One notable change in this industry over the past few years has been the manufacturing sector’s evolution from traditional mass production to smart manufacturing. Traditional methods were standardized and specialized, and therefore lacked flexibility. However, smart manufacturing incorporates AI, IoT, and cloud computing to create connected, intelligent production ecosystems. With the increased adoption of IoT devices, AI, and cloud-based solutions, manufacturers are becoming more vulnerable to cyber threats. To combat these threats, SMMs invest in cybersecurity solutions like firewalls, encryption, and intrusion detection systems.

That being said, we’re here with a list of the 12 best manufacturing stocks to buy according to hedge funds.

A manufacturing space with a worker in the foreground, illuminated by a cutting tool on the leather belt strip.

Methodology

We sifted through the iShares US Manufacturing ETF to compile a list of the top manufacturing stocks. We then selected the 12 stocks that were the most popular among elite hedge funds and that analysts were bullish on. The stocks are ranked in ascending order of the number of hedge funds that have stakes in them, as of Q1 2025. The hedge fund data was sourced from Insider Monkey’s database which tracks the moves of over 1000 elite money managers.
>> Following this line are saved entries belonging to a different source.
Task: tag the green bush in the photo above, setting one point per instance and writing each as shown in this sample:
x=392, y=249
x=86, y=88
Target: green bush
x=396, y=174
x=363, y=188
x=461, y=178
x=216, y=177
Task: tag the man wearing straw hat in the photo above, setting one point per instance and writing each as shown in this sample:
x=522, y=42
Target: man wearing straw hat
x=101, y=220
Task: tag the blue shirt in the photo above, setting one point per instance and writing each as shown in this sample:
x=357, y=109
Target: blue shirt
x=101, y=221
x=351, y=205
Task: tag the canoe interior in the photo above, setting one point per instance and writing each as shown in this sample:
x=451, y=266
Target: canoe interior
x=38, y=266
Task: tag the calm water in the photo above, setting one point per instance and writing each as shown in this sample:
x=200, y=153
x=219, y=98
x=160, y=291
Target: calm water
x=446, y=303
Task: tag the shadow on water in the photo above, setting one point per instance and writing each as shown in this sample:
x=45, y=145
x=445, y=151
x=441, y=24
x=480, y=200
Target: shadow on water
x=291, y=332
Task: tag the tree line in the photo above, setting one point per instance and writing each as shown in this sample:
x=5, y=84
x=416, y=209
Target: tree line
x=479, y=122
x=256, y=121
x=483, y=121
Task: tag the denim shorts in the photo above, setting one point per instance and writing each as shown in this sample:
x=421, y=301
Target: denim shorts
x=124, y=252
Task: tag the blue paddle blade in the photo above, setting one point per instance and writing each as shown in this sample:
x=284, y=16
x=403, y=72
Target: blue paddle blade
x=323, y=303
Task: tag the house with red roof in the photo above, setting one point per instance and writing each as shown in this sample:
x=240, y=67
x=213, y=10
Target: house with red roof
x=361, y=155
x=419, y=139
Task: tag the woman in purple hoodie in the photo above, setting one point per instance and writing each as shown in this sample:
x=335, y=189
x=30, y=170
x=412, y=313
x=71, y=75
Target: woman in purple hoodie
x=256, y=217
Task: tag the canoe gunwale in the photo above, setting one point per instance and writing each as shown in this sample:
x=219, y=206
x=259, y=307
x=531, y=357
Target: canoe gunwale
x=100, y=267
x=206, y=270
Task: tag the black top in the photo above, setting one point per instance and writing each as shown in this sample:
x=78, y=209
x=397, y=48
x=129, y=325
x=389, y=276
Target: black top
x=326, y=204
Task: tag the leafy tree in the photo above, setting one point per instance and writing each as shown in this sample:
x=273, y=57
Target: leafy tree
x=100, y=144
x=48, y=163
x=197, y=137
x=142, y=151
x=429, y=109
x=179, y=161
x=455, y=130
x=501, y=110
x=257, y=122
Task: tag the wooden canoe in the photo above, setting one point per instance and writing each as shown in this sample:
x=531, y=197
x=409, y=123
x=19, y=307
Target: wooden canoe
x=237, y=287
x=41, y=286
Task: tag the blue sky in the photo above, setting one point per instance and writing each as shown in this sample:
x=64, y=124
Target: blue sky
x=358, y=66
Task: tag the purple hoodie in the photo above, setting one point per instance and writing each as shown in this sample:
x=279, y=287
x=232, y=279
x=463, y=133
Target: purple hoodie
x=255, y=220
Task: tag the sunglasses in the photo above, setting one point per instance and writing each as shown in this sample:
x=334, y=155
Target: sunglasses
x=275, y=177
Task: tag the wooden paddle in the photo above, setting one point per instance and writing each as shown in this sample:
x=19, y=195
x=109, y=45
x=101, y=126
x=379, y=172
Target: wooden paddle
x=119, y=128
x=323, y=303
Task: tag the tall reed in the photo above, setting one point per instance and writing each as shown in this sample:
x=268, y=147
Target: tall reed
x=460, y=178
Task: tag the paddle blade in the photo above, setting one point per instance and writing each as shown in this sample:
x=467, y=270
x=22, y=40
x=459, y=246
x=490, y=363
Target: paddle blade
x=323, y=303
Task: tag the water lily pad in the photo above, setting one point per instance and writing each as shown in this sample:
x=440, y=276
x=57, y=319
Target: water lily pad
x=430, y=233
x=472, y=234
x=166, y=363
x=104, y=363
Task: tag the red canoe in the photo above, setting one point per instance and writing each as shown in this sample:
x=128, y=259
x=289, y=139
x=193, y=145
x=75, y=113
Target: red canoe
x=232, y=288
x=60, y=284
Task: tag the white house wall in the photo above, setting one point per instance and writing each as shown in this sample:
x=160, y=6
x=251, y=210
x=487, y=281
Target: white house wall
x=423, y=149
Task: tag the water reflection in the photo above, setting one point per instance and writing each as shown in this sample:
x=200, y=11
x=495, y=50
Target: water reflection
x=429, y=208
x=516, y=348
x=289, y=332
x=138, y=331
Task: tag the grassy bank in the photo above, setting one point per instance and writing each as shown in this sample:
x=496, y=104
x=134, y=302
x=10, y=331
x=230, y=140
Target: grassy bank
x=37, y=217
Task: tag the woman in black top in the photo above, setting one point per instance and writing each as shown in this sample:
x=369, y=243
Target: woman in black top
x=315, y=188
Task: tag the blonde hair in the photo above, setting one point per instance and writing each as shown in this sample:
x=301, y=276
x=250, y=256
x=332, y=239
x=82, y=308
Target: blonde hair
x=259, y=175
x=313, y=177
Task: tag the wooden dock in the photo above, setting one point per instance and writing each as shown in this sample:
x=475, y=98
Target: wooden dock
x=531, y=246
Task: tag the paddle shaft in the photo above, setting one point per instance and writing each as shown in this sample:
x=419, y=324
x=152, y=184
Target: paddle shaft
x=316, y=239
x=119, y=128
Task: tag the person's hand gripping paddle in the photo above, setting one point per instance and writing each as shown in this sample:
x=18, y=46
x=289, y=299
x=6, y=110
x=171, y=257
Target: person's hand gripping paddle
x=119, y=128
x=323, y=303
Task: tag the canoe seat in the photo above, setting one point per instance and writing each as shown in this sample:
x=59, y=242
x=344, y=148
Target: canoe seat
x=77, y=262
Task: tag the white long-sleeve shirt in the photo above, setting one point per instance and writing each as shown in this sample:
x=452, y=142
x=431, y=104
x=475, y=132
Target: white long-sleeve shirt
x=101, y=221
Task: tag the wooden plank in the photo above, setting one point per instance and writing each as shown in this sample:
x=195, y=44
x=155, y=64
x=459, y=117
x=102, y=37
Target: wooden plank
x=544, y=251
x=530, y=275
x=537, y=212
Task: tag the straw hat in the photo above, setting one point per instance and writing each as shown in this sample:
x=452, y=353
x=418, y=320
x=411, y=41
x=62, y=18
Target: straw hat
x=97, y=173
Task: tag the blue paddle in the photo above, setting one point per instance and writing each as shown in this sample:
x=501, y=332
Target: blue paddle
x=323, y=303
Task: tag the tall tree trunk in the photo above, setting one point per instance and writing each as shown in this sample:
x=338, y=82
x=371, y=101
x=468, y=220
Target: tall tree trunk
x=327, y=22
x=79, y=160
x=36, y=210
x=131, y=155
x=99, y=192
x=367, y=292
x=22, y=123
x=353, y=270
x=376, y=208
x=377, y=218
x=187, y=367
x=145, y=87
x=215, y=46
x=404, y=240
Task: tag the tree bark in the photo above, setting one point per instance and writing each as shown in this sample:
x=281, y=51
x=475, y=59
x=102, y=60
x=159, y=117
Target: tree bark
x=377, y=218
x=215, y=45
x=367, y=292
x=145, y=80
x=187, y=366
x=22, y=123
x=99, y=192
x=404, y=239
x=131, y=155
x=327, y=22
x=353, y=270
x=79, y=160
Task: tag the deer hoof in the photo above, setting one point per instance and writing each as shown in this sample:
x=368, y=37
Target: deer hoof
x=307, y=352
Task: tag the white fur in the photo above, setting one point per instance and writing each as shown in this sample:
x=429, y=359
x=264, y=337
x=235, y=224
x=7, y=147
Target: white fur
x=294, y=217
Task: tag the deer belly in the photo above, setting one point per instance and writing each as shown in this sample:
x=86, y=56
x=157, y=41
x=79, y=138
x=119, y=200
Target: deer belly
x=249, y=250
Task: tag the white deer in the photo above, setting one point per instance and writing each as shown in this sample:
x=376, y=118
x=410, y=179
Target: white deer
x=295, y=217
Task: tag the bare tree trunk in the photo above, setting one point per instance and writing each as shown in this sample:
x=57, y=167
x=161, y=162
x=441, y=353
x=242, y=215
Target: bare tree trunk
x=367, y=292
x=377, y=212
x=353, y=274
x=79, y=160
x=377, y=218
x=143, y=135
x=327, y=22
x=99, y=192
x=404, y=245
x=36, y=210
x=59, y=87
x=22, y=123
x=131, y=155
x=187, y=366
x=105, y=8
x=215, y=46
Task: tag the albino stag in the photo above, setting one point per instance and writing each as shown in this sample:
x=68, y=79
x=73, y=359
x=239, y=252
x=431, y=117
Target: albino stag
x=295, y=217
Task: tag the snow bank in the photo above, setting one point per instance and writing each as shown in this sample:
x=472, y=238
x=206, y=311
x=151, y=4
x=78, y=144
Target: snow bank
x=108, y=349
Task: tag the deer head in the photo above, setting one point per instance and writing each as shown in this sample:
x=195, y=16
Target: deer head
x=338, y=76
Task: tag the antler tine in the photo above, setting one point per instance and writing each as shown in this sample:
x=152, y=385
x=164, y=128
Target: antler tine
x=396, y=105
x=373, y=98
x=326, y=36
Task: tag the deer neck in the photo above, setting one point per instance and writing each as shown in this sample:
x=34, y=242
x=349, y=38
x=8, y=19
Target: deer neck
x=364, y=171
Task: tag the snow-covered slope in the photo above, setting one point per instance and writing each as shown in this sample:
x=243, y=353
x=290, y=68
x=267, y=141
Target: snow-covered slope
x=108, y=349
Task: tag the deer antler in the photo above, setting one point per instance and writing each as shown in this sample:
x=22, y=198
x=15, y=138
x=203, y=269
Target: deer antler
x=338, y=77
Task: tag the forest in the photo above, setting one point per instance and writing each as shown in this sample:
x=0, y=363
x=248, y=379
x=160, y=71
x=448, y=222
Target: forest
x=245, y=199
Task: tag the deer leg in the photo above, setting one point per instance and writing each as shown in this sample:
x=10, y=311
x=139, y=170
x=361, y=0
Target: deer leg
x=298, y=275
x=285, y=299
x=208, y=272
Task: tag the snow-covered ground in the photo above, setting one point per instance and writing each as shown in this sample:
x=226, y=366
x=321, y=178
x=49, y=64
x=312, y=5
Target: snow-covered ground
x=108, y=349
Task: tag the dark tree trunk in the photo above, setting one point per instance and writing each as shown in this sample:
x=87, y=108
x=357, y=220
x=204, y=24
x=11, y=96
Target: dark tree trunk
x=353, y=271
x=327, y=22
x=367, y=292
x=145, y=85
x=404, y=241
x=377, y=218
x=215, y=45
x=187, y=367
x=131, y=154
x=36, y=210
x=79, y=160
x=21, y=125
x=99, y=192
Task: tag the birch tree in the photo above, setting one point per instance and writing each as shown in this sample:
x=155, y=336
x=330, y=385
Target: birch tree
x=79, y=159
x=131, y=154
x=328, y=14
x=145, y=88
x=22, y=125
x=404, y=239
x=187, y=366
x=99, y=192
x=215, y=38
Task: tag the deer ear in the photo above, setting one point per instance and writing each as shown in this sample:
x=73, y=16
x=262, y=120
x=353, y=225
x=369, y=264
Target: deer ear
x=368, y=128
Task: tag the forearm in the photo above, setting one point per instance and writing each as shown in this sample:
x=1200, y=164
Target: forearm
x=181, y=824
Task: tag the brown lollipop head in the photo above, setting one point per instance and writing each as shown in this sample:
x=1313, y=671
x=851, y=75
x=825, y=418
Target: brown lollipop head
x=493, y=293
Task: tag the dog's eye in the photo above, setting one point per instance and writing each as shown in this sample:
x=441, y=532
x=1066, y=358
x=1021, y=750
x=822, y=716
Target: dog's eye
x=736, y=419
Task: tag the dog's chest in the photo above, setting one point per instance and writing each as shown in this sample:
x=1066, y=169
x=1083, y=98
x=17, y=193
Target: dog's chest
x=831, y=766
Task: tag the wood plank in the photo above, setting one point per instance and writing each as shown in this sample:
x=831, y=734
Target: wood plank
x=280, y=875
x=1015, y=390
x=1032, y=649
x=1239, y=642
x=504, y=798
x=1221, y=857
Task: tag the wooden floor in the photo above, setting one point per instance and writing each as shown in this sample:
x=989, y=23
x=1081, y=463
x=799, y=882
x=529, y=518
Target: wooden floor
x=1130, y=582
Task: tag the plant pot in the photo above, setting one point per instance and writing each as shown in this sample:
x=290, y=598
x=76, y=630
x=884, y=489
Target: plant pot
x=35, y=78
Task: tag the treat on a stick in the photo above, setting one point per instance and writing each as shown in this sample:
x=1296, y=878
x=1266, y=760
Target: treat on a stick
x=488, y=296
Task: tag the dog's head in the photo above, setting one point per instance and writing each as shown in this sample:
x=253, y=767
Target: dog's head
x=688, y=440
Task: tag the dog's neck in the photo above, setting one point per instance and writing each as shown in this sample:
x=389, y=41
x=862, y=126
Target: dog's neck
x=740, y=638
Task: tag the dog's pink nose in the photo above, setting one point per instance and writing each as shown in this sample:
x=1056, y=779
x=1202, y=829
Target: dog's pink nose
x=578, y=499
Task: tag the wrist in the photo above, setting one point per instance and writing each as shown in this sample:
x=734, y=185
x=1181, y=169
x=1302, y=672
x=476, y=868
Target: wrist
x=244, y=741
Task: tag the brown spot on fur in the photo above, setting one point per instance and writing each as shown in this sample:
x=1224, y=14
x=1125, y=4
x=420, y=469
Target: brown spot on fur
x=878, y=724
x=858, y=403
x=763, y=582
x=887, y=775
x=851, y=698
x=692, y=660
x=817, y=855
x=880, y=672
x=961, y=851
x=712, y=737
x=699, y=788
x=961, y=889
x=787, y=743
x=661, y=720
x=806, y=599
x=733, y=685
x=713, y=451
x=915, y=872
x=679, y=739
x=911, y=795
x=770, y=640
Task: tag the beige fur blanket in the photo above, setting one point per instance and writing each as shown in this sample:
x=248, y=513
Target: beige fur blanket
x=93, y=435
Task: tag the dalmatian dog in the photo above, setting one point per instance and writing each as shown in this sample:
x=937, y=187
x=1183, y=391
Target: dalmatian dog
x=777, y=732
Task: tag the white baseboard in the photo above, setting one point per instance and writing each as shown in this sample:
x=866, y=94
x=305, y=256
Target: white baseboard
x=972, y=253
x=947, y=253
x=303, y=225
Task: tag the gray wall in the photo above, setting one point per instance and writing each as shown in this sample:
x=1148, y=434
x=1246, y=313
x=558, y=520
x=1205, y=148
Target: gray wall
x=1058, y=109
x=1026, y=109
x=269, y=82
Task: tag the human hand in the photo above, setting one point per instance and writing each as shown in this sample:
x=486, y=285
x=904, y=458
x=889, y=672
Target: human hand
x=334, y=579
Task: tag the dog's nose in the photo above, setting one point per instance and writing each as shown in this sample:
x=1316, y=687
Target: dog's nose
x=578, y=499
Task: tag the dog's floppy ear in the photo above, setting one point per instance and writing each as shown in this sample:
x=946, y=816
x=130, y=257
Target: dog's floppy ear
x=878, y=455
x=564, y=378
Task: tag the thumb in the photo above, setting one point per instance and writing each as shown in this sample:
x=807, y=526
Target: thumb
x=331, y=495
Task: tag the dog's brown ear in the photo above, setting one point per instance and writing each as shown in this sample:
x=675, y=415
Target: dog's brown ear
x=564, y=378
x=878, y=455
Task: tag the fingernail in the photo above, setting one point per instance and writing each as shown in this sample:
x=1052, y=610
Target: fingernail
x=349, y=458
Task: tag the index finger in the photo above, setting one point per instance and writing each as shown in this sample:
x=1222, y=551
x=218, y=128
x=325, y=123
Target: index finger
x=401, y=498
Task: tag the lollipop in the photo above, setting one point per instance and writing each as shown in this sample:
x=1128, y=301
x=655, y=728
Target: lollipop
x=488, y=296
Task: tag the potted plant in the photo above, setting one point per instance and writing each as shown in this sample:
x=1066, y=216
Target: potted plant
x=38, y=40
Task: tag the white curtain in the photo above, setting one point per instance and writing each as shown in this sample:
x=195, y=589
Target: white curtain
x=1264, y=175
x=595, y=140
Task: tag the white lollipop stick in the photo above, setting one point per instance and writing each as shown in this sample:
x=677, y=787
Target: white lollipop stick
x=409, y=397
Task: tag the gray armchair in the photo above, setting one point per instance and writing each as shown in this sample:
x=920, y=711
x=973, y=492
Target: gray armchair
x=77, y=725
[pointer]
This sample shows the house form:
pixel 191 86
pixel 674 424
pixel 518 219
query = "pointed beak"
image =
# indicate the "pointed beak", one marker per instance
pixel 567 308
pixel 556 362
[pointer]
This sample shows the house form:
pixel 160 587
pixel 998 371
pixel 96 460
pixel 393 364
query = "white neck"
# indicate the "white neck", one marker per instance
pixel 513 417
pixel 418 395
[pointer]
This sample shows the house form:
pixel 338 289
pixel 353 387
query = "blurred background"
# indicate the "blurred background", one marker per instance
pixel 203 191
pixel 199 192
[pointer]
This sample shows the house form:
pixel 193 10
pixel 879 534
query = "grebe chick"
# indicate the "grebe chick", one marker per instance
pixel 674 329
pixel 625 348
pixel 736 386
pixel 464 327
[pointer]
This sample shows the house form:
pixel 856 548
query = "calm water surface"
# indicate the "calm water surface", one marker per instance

Why are we interested in the stocks that hedge funds pile into? The reason is simple: our research has shown that we can outperform the market by imitating the top stock picks of the best hedge funds. Our quarterly newsletter’s strategy selects 14 small-cap and large-cap stocks every quarter and has returned 373.4% since May 2014, beating its benchmark by 218 percentage points (see more details here).

12 Best Manufacturing Stocks to Buy According to Hedge Funds

12. Ford Motor Company (NYSE:F)

Number of Hedge Fund Holders: 39

Ford Motor Company (NYSE:F) is one of the best manufacturing stocks to buy according to hedge funds. On July 10, Ford Motor announced a recall of 850,318 vehicles in the US due to a potential low-pressure fuel pump failure. This defect could lead to an engine stall and increase the risk of a crash and was highlighted by the US National Highway Traffic Safety Administration/NHTSA.

The NHTSA estimates that ~10% of the recalled vehicles have this specific defect. Before a fuel pump failure occurs, drivers might observe symptoms such as poor engine performance, such as misfiring, rough running, reduced power, or the illumination of the check engine light.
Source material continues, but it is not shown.